The smaller the TS and the closer the coupling the more stable is the simulation (in general).

- I have now also run the coupled simulation with no particles (actually 1, which got deleted after the first timestep) to see if the coupled simulation can re-create my pure CFD results. The simulation ran as expected for a while (third of the way), but then simulation started giving strange behaviour in the pressure field. Pockets of high/low pressure appeared and stayed until the end of the simulation. The pockets appeared to be periodic versions of each other (i.e. they looked identical to one another). I will investigate this further as the result should be the same as the pure CFD case, or is it "legal" to run the coupled simulation without any particles (i.e. zero momentum transfer)?

when the exchange fields voidfraction and Ksl approach 1 and 0 the results should be the same as for pure CFD as the eqns should reduce to transient incompressible NSE. To be honest I did not investigate that in detail. Please keep me posted on that topic.

Cheers,
Chris

evansmuts | Fri, 08/19/2011 - 17:14

Hi Chris

Thanks for that detailed feedback. I am still trying a few things out, but here are some observations in the mean time:

- I changed alphaMin to 1, but I did not get an improvement in stability. In fact it crashed earlier than before. The pressure values were still acting as if there were particles in the flow, yet the voidFraction stayed at a value of 1. So I think I will have to edit out the momentum exchange terms to model the effect of removing the particles.

- I don't think I can change Ksl as version 1 of the coupling still uses explicit coupling, not implicit like version 2. The explicit coupling doesn't seem to take Ksl into account. Changing the KslLimit value to 1 did nothing, which confirms this.

- A smaller DEM timestep does improve stability, but not by much.

- I have run a sim with the small DEM timstep (smaller by factor of 10), and a smaller CFD timestep (smaller by factor of 2). It was actually more unstable. This could be due to the increase in DEM timsteps between updates. It kept giving me an error when I reduced my CFD timestep to smaller than 0.0005s. I will look into this.

- I have noticed that I lose a significant amount of particles (from 14000 to 100) during the timesteps that the Courant number is "blowing up". I think this is more a result of the high Courant number, and not a cause of the problem.

Cheers,
Evan

cgoniva's picture

cgoniva | Sun, 08/21/2011 - 22:26

Hi Evan,

you can of course also limit f (explicit momentum exchange) but there is no predefined handle for that - just go into the code of expMomSource.C and insert a limit.

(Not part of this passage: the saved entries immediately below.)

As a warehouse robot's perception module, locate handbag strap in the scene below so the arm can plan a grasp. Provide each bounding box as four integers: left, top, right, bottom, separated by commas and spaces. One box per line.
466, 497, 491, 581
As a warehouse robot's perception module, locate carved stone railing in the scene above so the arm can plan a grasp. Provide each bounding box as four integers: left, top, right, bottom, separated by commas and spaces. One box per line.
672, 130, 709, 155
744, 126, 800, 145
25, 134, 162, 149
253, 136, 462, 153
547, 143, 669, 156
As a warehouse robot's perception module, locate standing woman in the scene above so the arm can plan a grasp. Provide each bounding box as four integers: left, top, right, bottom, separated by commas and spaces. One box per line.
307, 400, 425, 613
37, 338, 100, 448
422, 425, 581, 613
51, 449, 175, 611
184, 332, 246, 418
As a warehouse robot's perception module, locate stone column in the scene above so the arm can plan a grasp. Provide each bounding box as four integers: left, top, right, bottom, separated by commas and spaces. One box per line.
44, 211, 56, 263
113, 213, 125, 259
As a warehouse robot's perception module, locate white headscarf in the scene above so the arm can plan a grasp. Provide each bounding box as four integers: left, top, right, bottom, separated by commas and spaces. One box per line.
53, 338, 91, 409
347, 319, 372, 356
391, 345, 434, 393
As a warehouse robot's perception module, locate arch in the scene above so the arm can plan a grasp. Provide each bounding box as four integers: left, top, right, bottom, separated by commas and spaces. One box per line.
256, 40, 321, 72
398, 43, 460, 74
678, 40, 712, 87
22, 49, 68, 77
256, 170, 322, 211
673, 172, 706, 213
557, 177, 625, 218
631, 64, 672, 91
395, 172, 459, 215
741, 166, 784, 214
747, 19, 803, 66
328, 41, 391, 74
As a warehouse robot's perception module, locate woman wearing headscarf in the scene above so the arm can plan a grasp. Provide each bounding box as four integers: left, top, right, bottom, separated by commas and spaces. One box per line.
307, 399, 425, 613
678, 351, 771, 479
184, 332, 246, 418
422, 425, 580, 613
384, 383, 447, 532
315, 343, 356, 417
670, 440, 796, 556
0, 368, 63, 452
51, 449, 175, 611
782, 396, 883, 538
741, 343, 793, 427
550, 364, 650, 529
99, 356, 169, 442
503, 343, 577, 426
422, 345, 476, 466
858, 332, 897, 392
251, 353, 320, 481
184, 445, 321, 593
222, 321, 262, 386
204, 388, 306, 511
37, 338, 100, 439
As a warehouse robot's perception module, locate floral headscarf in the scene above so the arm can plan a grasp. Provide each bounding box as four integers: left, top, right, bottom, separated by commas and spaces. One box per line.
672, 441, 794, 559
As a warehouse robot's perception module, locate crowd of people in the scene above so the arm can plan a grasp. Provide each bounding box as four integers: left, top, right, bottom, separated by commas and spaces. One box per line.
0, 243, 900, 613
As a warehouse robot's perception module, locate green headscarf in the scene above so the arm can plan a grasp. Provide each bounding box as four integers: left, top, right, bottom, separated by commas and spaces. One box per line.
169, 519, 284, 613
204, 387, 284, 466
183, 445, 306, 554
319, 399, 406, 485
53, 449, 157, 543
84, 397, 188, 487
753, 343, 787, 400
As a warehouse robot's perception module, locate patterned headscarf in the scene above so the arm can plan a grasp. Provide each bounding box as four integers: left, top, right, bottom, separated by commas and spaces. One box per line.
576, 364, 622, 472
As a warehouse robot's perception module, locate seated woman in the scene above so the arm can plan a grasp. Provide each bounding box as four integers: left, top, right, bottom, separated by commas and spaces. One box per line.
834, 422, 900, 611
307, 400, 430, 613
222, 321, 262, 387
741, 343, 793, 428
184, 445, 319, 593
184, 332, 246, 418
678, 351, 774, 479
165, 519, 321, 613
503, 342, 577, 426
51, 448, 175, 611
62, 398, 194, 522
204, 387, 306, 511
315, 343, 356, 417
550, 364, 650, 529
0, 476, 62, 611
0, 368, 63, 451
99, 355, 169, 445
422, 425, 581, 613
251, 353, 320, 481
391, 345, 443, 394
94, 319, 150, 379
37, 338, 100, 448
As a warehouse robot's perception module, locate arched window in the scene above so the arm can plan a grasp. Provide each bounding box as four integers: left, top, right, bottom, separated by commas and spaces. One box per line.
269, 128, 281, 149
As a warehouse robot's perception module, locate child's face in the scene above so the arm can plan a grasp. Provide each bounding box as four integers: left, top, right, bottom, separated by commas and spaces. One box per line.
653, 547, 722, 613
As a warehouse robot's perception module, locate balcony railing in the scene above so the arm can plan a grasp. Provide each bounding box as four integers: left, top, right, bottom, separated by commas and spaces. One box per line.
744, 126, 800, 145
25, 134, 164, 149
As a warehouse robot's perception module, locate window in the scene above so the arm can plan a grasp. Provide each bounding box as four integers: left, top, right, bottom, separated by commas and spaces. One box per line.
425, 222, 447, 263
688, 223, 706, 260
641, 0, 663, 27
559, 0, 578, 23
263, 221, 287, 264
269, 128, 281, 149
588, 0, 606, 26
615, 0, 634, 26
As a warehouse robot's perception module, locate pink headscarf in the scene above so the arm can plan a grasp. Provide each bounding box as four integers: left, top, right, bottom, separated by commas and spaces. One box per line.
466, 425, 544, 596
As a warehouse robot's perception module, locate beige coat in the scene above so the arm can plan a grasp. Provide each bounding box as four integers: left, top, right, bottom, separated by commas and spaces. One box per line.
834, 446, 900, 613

you might lose particles as the flow solution diverges and then they are simply blown away...

some problems need really small timesteps...

good luck,
chris

evansmuts | Fri, 09/16/2011 - 10:50

Hi Christoph

I wanted to give some feedback on my stability problem.

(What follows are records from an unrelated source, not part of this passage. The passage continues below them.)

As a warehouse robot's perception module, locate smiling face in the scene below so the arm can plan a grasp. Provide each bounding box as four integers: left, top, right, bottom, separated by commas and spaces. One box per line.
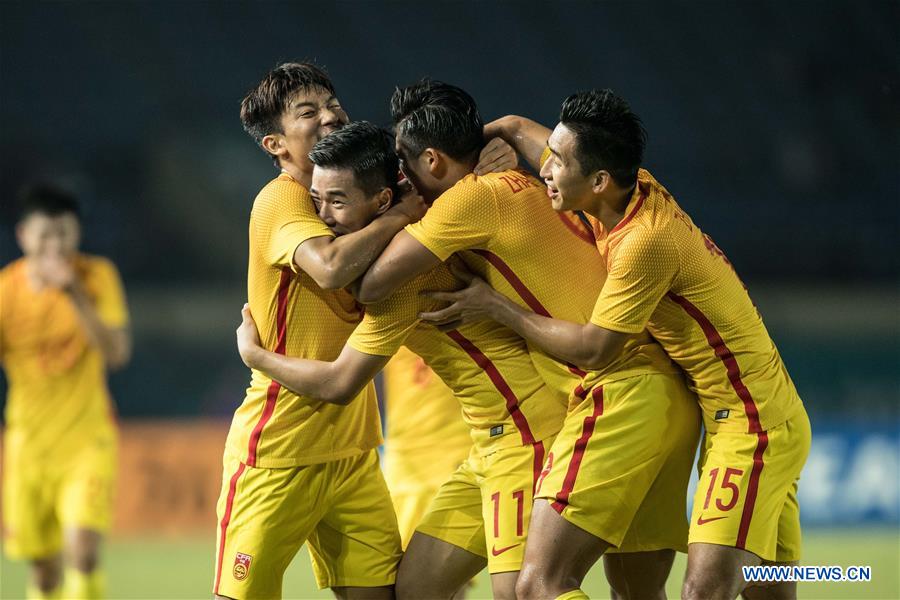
541, 123, 597, 211
262, 87, 349, 172
310, 166, 392, 235
16, 212, 81, 259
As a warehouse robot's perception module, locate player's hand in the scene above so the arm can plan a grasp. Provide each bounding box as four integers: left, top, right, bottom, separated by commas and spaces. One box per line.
37, 254, 77, 291
419, 261, 497, 331
235, 304, 262, 369
390, 185, 428, 223
475, 137, 519, 175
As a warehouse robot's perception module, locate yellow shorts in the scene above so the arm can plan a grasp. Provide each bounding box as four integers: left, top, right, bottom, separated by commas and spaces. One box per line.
689, 407, 812, 562
535, 374, 700, 552
3, 434, 118, 559
213, 450, 401, 600
382, 439, 472, 550
416, 438, 553, 574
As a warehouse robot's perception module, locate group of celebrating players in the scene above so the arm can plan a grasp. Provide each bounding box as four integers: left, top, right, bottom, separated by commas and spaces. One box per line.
214, 63, 811, 599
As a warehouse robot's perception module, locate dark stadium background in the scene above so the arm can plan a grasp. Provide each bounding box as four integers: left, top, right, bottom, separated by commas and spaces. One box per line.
0, 1, 900, 593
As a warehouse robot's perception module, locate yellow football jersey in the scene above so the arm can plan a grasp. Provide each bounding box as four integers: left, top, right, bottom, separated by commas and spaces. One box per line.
406, 171, 677, 394
384, 347, 472, 460
348, 265, 567, 454
0, 255, 128, 456
591, 169, 802, 433
226, 173, 381, 468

After trying a number of things, I found that just reducing the timestep for both DEM and CFD did not help with stability. A combination of the smaller timesteps and a slightly smaller domain (narrower gap between concentric cylinders) helped with stability. While the bigger domain was fine, in hindsight, the smaller domain gave "better" CFD results, so I should have stuck with that geometry anyway. The resulting higher particle loading with the smaller domain has not badly affected the stability.

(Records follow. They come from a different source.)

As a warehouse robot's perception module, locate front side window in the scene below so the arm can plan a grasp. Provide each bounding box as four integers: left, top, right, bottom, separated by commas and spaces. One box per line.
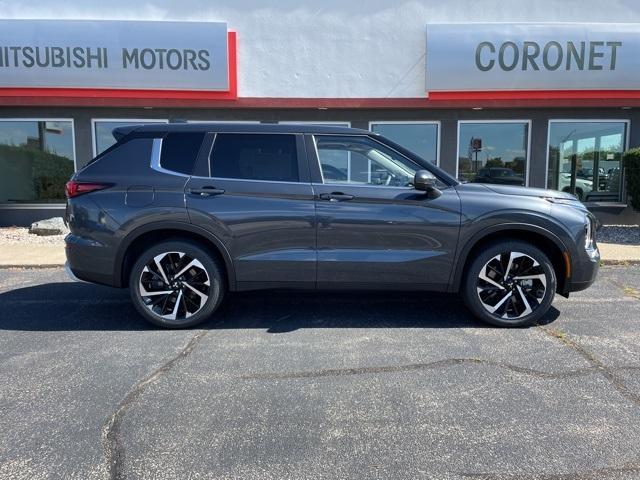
458, 121, 529, 185
209, 133, 300, 182
315, 135, 420, 187
371, 122, 438, 164
0, 120, 75, 203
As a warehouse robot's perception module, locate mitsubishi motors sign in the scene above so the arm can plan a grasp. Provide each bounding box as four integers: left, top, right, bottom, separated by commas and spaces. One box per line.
426, 23, 640, 93
0, 20, 235, 92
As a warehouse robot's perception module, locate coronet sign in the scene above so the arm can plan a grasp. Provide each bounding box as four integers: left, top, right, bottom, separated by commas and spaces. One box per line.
426, 23, 640, 92
0, 20, 230, 92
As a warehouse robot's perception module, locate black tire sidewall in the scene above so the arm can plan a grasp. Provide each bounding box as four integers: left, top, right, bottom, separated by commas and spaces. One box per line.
462, 240, 557, 327
129, 240, 226, 329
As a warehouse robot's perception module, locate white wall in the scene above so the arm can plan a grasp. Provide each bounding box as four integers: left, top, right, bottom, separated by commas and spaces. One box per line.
0, 0, 640, 98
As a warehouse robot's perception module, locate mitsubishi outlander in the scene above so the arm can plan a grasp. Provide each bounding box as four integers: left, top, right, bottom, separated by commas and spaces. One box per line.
66, 124, 600, 328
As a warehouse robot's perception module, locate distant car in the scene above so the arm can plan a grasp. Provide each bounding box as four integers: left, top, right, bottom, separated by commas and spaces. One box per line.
558, 173, 593, 202
65, 124, 600, 328
473, 167, 524, 185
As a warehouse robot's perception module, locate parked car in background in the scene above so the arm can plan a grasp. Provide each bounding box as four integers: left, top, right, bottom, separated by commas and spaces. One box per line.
66, 124, 600, 328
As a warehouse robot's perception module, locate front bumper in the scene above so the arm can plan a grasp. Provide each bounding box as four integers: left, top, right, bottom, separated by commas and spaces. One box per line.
564, 247, 600, 293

I still need to do some testing with the latest version of the coupling software, which should hopefully improve stability (implicit vs. explicit schemes). I will let you know how that goes.

Cheers,
Evan

vinaym | Mon, 03/19/2018 - 10:14

Dear Chris,

I am facing stability issues similar to Evan. I have fluidized bed setup for which a few simulations are unstable. while for most inlet flow rates they run fine.
How do i make a good estimate of KslLimit? Like the maximum value?